Na continuidade da saga da modernidade colocamos em causa a verdade das interacções. O contacto pessoal, o diálogo presente, a autêntica mais-valia do que são as relações humanas passam a plano secundário, com tudo o que acarreta de implicações no desenvolvimento da sociedade. E estamos perante um problema que não abrange apenas os jovens, esta atitude generalizou-se a todas as idades. E se é frequente encontrarmos pais e educadores preocupados com os exageros da tecnologia, encontramos outros tantos que a fornecem à descrição, compactuando inteiramente com os momentos em família adulterados por dispositivos pequenos e mágicos, um por pessoa, a matarem silenciosamente o que de mais precioso pode existir na vida: a ligação no frente a frente com quem mais gostamos. Parecendo ignorar o impacto vamos
seguindo por um território ondulante, porque o embate vai muito além do que se vê a olho nu. O alcance deste alargamento tecnológico estende-se ao desenvolvimento de competências sociais e pessoais, que vão ficando comprometidas sem darmos por isso. Não poderemos esperar que um jovem que alcança tudo ao minuto, tenha tolerância para a espera saudável da vida. Quando é posto à prova pode disparar, em impulsividade e reacção. Não poderemos esperar que se desenvolva a autonomia se controlamos ao segundo os passos dos nossos filhos. Se a conexão for perdida, o susto pode ser avassalador, para pais e filhos, dependentes da notícia e da ajuda instantânea. Não poderemos querer viver a nossa vida em sossego e em descrição se a cada momento publicamos onde estamos e o que fazemos. O direito à opinião e ao julgamento ganha uma importância que ninguém aprecia, mas com a qual todos compactuam, eventualmente inconscientes do próprio papel activo na construção deste tribunal social, rápido, cego, inflexível. 

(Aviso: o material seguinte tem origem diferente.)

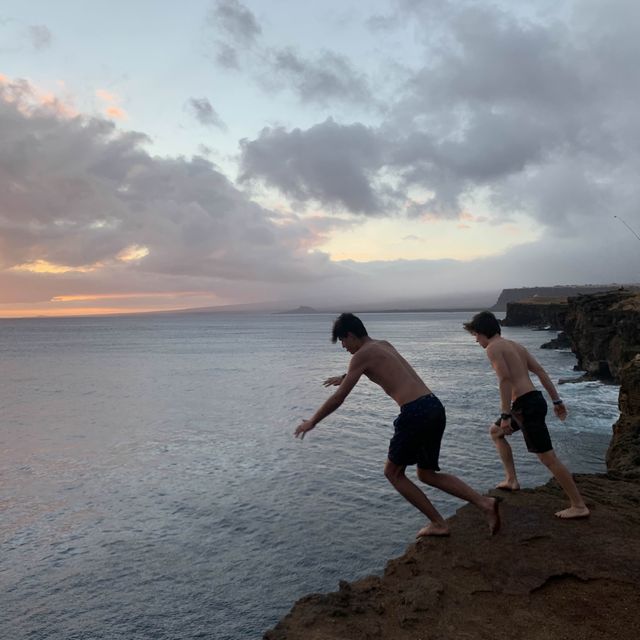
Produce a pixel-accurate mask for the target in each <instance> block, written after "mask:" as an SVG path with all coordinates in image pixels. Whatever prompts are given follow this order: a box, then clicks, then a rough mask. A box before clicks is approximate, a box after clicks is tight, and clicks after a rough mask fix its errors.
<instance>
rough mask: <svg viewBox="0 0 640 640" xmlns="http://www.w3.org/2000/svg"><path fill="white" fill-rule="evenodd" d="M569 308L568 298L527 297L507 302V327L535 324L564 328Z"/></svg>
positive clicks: (504, 321) (539, 326)
mask: <svg viewBox="0 0 640 640" xmlns="http://www.w3.org/2000/svg"><path fill="white" fill-rule="evenodd" d="M568 309H569V304H568V302H567V299H566V298H543V297H538V298H527V299H526V300H520V301H518V302H509V303H507V315H506V316H505V318H504V320H503V321H502V324H503V325H504V326H505V327H521V326H535V327H548V328H550V329H562V327H563V326H564V322H565V317H566V315H567V311H568Z"/></svg>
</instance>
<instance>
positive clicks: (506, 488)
mask: <svg viewBox="0 0 640 640" xmlns="http://www.w3.org/2000/svg"><path fill="white" fill-rule="evenodd" d="M463 326H464V328H465V329H466V330H467V331H468V332H469V333H471V335H473V336H475V339H476V342H477V343H478V344H479V345H480V346H481V347H482V348H483V349H485V350H486V352H487V357H488V358H489V362H491V366H492V367H493V369H494V371H495V372H496V376H497V377H498V384H499V388H500V406H501V409H500V410H501V414H500V418H498V420H496V421H495V423H494V424H492V425H491V426H490V429H489V432H490V433H491V438H492V439H493V442H494V444H495V446H496V449H497V450H498V454H499V455H500V460H502V465H503V466H504V469H505V475H506V477H505V479H504V481H503V482H501V483H500V484H498V487H497V488H498V489H504V490H506V491H517V490H518V489H519V488H520V484H519V482H518V478H517V476H516V468H515V464H514V462H513V453H512V451H511V446H510V445H509V443H508V442H507V441H506V439H505V436H508V435H511V434H512V433H513V432H514V431H517V430H519V429H521V430H522V434H523V436H524V440H525V442H526V445H527V449H528V450H529V451H531V452H532V453H535V454H536V455H537V456H538V458H539V459H540V461H541V462H542V463H543V464H544V465H545V466H546V467H547V468H548V469H549V471H551V473H552V474H553V477H554V478H555V479H556V480H557V481H558V483H559V484H560V486H561V487H562V488H563V489H564V491H565V493H566V494H567V496H568V498H569V501H570V502H571V506H570V507H569V508H568V509H563V510H562V511H558V512H557V513H556V516H557V517H558V518H563V519H574V518H586V517H587V516H588V515H589V509H588V508H587V506H586V505H585V503H584V500H583V499H582V496H581V495H580V492H579V491H578V487H577V486H576V483H575V481H574V480H573V476H572V475H571V473H570V472H569V470H568V469H567V468H566V467H565V466H564V465H563V464H562V462H560V460H559V459H558V457H557V456H556V454H555V452H554V451H553V448H552V445H551V437H550V436H549V430H548V429H547V425H546V422H545V416H546V414H547V403H546V401H545V399H544V397H543V395H542V393H541V392H540V391H538V390H537V389H536V388H535V387H534V386H533V383H532V382H531V378H530V377H529V372H530V371H531V373H534V374H535V375H536V376H537V377H538V379H539V380H540V383H541V384H542V386H543V387H544V388H545V389H546V391H547V393H548V394H549V396H550V398H551V401H552V402H553V411H554V413H555V414H556V416H558V418H560V420H564V419H565V418H566V417H567V409H566V407H565V406H564V403H563V402H562V400H561V399H560V397H559V395H558V392H557V391H556V388H555V386H554V385H553V382H551V378H549V376H548V375H547V372H546V371H545V370H544V368H543V367H542V365H541V364H540V363H539V362H538V361H537V360H536V359H535V358H534V357H533V356H532V355H531V354H530V353H529V352H528V351H527V349H525V348H524V347H523V346H522V345H521V344H518V343H517V342H514V341H513V340H506V339H505V338H503V337H502V335H501V328H500V323H499V322H498V320H497V318H496V317H495V316H494V315H493V314H492V313H491V312H490V311H482V312H480V313H478V314H476V315H475V316H474V317H473V318H472V319H471V320H470V321H469V322H465V323H464V325H463Z"/></svg>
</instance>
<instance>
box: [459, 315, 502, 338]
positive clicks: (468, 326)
mask: <svg viewBox="0 0 640 640" xmlns="http://www.w3.org/2000/svg"><path fill="white" fill-rule="evenodd" d="M462 326H463V327H464V328H465V329H466V330H467V331H468V332H469V333H481V334H482V335H483V336H486V337H487V338H493V336H495V335H500V323H499V322H498V319H497V318H496V317H495V316H494V315H493V313H491V311H481V312H480V313H476V315H475V316H473V318H471V320H470V321H469V322H465V323H464V324H463V325H462Z"/></svg>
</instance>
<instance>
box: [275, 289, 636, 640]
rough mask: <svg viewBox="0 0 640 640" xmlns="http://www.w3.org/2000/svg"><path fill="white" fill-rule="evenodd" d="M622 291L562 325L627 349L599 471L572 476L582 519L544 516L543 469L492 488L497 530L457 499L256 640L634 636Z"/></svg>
mask: <svg viewBox="0 0 640 640" xmlns="http://www.w3.org/2000/svg"><path fill="white" fill-rule="evenodd" d="M596 295H597V294H596ZM605 295H606V294H605ZM581 297H582V296H581ZM584 297H585V298H591V297H592V296H584ZM622 298H624V299H623V300H621V299H620V298H618V299H617V300H613V299H609V300H605V301H603V300H602V299H600V300H582V301H581V302H580V304H579V309H580V314H581V315H580V316H579V317H580V318H581V320H580V322H577V323H576V325H575V326H574V327H573V328H572V329H571V331H573V333H572V335H571V338H572V340H574V341H575V344H577V345H587V346H589V339H588V337H587V336H588V334H589V333H590V332H591V331H592V329H593V328H595V330H596V333H597V332H598V331H600V330H602V333H604V331H605V330H606V331H607V332H608V335H609V338H610V341H609V343H607V344H609V346H611V341H612V340H613V341H614V347H613V348H612V351H611V353H614V352H624V353H627V354H629V355H628V360H627V361H625V362H623V361H622V360H621V361H620V363H619V366H618V367H617V368H616V367H615V366H614V369H616V371H617V373H618V376H619V379H620V382H621V387H620V400H619V405H620V410H621V415H620V419H619V420H618V421H617V422H616V424H615V425H614V427H613V438H612V441H611V445H610V447H609V451H608V453H607V469H608V473H607V475H583V476H577V477H576V481H577V483H578V486H579V488H580V491H581V493H582V494H583V496H584V498H585V500H586V502H587V505H588V506H589V508H590V509H591V516H590V517H589V518H588V519H586V520H578V521H561V520H557V519H556V518H554V516H553V513H554V512H555V511H556V510H557V509H558V508H560V507H562V506H563V505H564V503H565V502H566V499H565V497H564V495H563V492H562V491H561V490H560V488H559V487H558V485H557V483H556V482H555V481H554V480H552V481H550V482H549V483H548V484H546V485H545V486H543V487H538V488H537V489H531V490H523V491H520V492H517V493H508V494H505V493H503V492H493V495H498V494H500V495H502V496H503V497H504V501H503V502H502V509H501V510H502V517H503V526H502V529H501V531H500V532H499V534H498V535H496V536H493V537H490V536H489V535H488V532H487V527H486V523H485V522H484V520H483V518H482V517H481V516H480V514H479V513H478V511H477V510H476V509H475V508H473V507H472V506H469V505H467V506H464V507H462V508H461V509H460V510H459V511H458V512H457V513H456V515H455V516H453V518H451V519H450V524H451V537H449V538H437V539H433V538H427V539H422V540H420V541H418V542H416V543H414V544H411V545H410V546H409V547H408V549H407V551H406V553H405V554H404V555H403V556H402V557H400V558H397V559H395V560H392V561H391V562H389V563H388V564H387V566H386V569H385V571H384V575H383V576H382V577H375V576H372V577H367V578H364V579H362V580H359V581H357V582H354V583H346V582H342V583H340V589H339V591H337V592H334V593H328V594H316V595H310V596H306V597H304V598H302V599H301V600H299V601H298V602H297V603H296V604H295V606H294V607H293V609H292V610H291V612H290V613H289V614H288V615H287V616H286V617H285V618H284V619H283V620H281V621H280V622H279V623H278V624H277V626H276V627H275V628H274V629H272V630H270V631H268V632H267V633H266V634H265V636H264V638H265V640H484V639H486V640H503V639H504V640H513V639H514V638H525V639H526V640H548V639H549V638H552V639H553V640H606V639H609V638H615V639H616V640H637V638H639V637H640V606H639V603H640V355H638V354H635V355H634V354H633V350H629V349H622V350H620V349H618V347H615V340H614V338H615V337H616V336H620V335H624V336H626V337H625V340H624V341H623V342H625V343H626V344H627V346H628V345H630V344H631V345H633V344H635V342H636V340H637V338H639V337H640V333H637V332H635V330H633V329H629V327H633V326H638V325H634V324H633V323H634V322H636V321H638V320H640V296H639V297H638V300H637V301H636V300H630V299H627V297H626V296H622ZM636 304H637V305H638V306H637V307H636ZM592 305H595V306H592ZM605 306H607V308H608V309H609V312H608V314H609V315H607V313H605V311H604V307H605ZM589 309H591V310H589ZM594 310H595V311H596V316H597V318H596V320H595V326H594V327H592V324H594V323H593V322H591V320H589V314H592V313H594ZM634 310H635V311H634ZM620 314H622V315H620ZM576 317H577V316H576ZM621 319H622V321H623V322H622V324H621ZM583 320H584V321H585V322H583ZM576 327H577V328H576ZM612 328H613V329H614V330H613V331H612V330H611V329H612ZM579 332H582V333H579ZM605 342H606V341H605ZM605 342H602V343H601V344H600V347H602V348H604V346H605ZM580 348H583V346H581V347H580ZM598 353H599V354H602V353H609V352H608V351H606V349H605V350H604V351H600V352H598ZM599 357H600V355H598V358H599Z"/></svg>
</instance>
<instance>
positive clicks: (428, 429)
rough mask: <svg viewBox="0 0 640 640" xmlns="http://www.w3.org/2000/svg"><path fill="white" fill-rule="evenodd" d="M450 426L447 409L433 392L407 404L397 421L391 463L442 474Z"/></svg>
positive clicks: (400, 407) (394, 437) (408, 402)
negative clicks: (441, 461)
mask: <svg viewBox="0 0 640 640" xmlns="http://www.w3.org/2000/svg"><path fill="white" fill-rule="evenodd" d="M446 423H447V418H446V415H445V411H444V407H443V406H442V403H441V402H440V400H438V398H436V396H434V395H433V394H432V393H430V394H429V395H428V396H422V397H421V398H418V399H417V400H413V402H407V404H403V405H402V406H401V407H400V415H399V416H398V417H397V418H396V419H395V420H394V421H393V426H394V427H395V431H394V434H393V438H391V441H390V442H389V460H391V462H393V463H394V464H397V465H401V466H407V465H410V464H417V465H418V468H420V469H426V470H430V471H440V467H439V466H438V457H439V456H440V442H441V441H442V434H443V433H444V427H445V425H446Z"/></svg>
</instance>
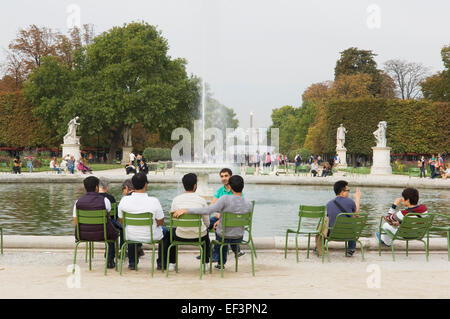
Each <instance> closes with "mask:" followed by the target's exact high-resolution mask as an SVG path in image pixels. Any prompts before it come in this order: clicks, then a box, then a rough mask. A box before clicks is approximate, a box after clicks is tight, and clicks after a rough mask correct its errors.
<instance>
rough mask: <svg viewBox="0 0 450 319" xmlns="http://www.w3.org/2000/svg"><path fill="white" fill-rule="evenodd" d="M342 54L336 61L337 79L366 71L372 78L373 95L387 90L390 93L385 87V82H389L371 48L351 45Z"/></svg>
mask: <svg viewBox="0 0 450 319" xmlns="http://www.w3.org/2000/svg"><path fill="white" fill-rule="evenodd" d="M340 54H341V57H340V58H339V60H338V61H337V62H336V67H335V68H334V79H335V81H336V80H337V79H338V78H339V76H341V75H343V74H345V75H352V74H358V73H366V74H368V75H370V77H371V78H372V83H371V84H370V92H371V94H372V95H373V96H382V93H383V92H386V91H387V92H388V93H389V90H385V89H383V84H386V83H387V82H386V81H385V77H384V76H383V73H382V71H381V70H379V69H377V63H376V62H375V59H374V57H375V56H376V54H375V53H373V52H372V51H371V50H360V49H358V48H355V47H351V48H348V49H346V50H344V51H342V52H340Z"/></svg>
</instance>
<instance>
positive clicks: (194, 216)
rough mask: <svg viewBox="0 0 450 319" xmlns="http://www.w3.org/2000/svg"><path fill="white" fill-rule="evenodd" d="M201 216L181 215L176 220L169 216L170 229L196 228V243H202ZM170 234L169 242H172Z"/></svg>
mask: <svg viewBox="0 0 450 319" xmlns="http://www.w3.org/2000/svg"><path fill="white" fill-rule="evenodd" d="M202 224H203V222H202V215H196V214H183V215H181V216H180V217H178V218H173V214H170V229H172V228H173V227H192V228H198V241H199V242H200V243H201V242H202ZM172 241H173V239H172V232H170V242H172Z"/></svg>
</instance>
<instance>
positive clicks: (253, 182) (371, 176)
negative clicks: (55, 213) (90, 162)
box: [0, 168, 450, 190]
mask: <svg viewBox="0 0 450 319" xmlns="http://www.w3.org/2000/svg"><path fill="white" fill-rule="evenodd" d="M94 175H95V176H107V177H109V178H110V179H111V181H112V182H115V183H121V182H123V181H124V180H125V179H126V178H131V175H126V173H125V169H121V168H119V169H112V170H106V171H97V172H94ZM86 176H88V175H81V174H75V175H71V174H60V175H58V174H56V172H39V173H22V174H21V175H15V174H10V173H1V174H0V183H21V182H24V183H80V182H81V181H82V180H83V179H84V178H85V177H86ZM340 179H345V180H347V181H348V182H349V183H351V184H352V185H355V186H371V187H399V188H404V187H416V188H431V189H449V190H450V179H448V180H442V179H431V178H419V177H409V176H406V175H387V176H373V175H369V174H350V173H343V172H339V173H336V174H334V175H333V176H328V177H311V176H292V175H289V176H285V175H280V176H276V175H262V176H253V175H247V176H245V182H246V183H249V184H277V185H326V186H330V185H333V184H334V183H335V182H336V181H337V180H340ZM149 180H150V182H153V183H178V182H179V181H180V180H181V175H178V174H175V173H174V172H173V170H167V171H166V172H165V173H164V174H163V173H161V172H158V174H155V173H154V172H151V173H150V174H149ZM210 181H211V182H212V183H220V178H219V176H218V175H210Z"/></svg>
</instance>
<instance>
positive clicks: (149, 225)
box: [120, 211, 164, 277]
mask: <svg viewBox="0 0 450 319" xmlns="http://www.w3.org/2000/svg"><path fill="white" fill-rule="evenodd" d="M122 213H123V219H122V220H123V237H124V242H123V244H122V247H121V248H120V275H121V276H122V269H123V260H124V258H125V250H126V249H125V245H128V244H148V245H151V246H152V273H151V274H152V277H153V274H154V272H155V250H156V244H161V269H162V271H164V267H162V266H163V261H164V243H163V241H162V240H156V241H155V240H154V239H153V213H140V214H130V213H127V212H125V211H123V212H122ZM127 226H142V227H145V226H147V227H149V228H150V241H148V242H142V241H134V240H128V239H127ZM137 255H138V254H137V245H135V246H134V258H135V259H134V265H135V267H136V271H137V270H138V262H137V258H138V256H137Z"/></svg>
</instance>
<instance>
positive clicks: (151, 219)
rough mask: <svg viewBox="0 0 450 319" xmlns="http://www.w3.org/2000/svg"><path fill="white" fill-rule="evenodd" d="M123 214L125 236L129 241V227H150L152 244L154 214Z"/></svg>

Tudo se redimensiona e tudo se inverte, quando o que poderia ser um benefício da evolução se transforma num fenómeno de massas que coloca em causa os principais alicerces da vida: a comunicação e a relação. Dos mil amigos que se agrupam em fotos e em likes, restam uns poucos reais para os quais pode nem sobrar tempo, porque a prioridade é manter activa a rede de suporte interactivo. Da família que deveria partilhar a hora do jantar, sobra muitas vezes um ritual de alimentação, atormentado pelo andamento exterior, desatento à necessidade interior.
Da auto-estima, grandeza essencial da força de impulsão, surge uma comparação barata, indexada aos índices vendidos por influencers, a profissão de futuro para quem gosta de fabricar pessoas iguais. 

A estratégia de solução não é cabalmente eficaz, mas é o que temos de melhor. O diálogo, a auto-análise dos nossos próprios exageros. A capacidade de construir em família regras que não permitam a entrega total ao espaço virtual. O foco nos momentos de partilha, de lazer, de almoços triviais e de jogos de tabuleiro, os maiores mestres de todos quando o assunto são afectos. Construir momentos onde se possa valorizar o que realmente importa, e que possibilitem que a tecnologia permaneça o maior tempo possível onde deve permanecer: na utilidade do dia a dia, sem lugar de destaque ou qualquer outro tipo de vinculação - um vínculo saudável deverá ter sempre um coração.